I started packing up the apartment. I don’t want to do last minute packing. This means that I have boxes sitting in each room with flaps open, waiting to be last minute re-packed. As one friend pointed out, the box of text books can’t be nudged across the floor, much less carried upstairs. I also realized I needed that spatula I packed.
After an afternoon of pointlessly looking at a half-packed apartment, I went on a walk with Ruth Part II in the earbuds. This is a fantastic sermon series by a guy I admire greatly. This is the part of the Old Testament story where a foreign and poverty-stricken Ruth gets special protection and provision in the fields of the elder but awesome Boaz. The sermon differentiates luck from the providence of a sovereign and GOOD God.

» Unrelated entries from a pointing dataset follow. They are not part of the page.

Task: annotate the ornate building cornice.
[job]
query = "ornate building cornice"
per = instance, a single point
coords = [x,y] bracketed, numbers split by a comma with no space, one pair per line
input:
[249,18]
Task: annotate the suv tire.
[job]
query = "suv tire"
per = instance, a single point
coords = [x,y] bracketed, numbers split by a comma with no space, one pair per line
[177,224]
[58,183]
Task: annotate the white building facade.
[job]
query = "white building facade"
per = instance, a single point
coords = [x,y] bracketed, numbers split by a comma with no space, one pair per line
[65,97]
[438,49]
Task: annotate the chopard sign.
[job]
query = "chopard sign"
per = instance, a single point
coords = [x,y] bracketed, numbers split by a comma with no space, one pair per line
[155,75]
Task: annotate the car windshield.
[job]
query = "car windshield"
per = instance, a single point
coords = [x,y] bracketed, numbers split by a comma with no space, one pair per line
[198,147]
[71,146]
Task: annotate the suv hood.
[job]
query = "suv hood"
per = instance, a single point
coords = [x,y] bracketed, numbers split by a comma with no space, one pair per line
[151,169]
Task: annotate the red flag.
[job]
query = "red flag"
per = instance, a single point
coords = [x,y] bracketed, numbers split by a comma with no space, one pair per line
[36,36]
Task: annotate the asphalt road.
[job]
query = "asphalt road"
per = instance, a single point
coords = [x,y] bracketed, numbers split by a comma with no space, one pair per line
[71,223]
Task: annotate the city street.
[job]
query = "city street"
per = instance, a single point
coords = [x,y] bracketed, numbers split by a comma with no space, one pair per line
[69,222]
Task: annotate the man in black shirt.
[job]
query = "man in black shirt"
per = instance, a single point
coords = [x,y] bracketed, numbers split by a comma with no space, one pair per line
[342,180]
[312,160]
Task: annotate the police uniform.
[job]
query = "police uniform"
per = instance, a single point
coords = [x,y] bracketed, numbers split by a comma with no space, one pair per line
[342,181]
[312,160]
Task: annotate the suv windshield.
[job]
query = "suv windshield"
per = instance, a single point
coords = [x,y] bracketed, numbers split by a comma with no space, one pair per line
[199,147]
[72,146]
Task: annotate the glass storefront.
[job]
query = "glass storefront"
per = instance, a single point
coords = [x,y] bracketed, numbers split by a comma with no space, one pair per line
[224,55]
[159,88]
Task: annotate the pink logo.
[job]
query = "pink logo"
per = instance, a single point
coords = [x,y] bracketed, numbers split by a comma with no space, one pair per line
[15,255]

Lately, I have been hard-pressed between the truth that something terribly sad has happened and that God is still terribly good. I have been experiencing moments when life feels unreal. Do you know the feeling of too-much cold medicine? Get that feeling in your mind right now. Now, shake someone’s hand for the first time at a party and all of the sudden realize they don’t know the “real” you. This is the weird partial-you. The real me has a Mom that will get all the low-down details on the people and the decorations and the dresses. When I think about this, I start to feel like I am floating away. I need something to hold onto.
So, I will hold onto the most terribly sad and the most terribly good thing that has ever happened. The cross. Jesus didn’t screw up or not pray hard enough. But he still died and it was excruciating. And he overcame this world. This is why we have hope and it is the anchor for my soul. Hebrews 6:19-20. The cross tells me that God loves me big time when my circumstances scream otherwise.
The Ruth sermon illustrates a trusting woman and a generous man who follow this sovereign and GOOD God. I walked to the park and lay in the grass looking at a bright blue sky and imagining Old Testament weather, smells, and feelings. And maybe praying for a Boaz to come along and carry all my half-packed boxes away. If you are floating away today, grab that anchor and look at those blue skies.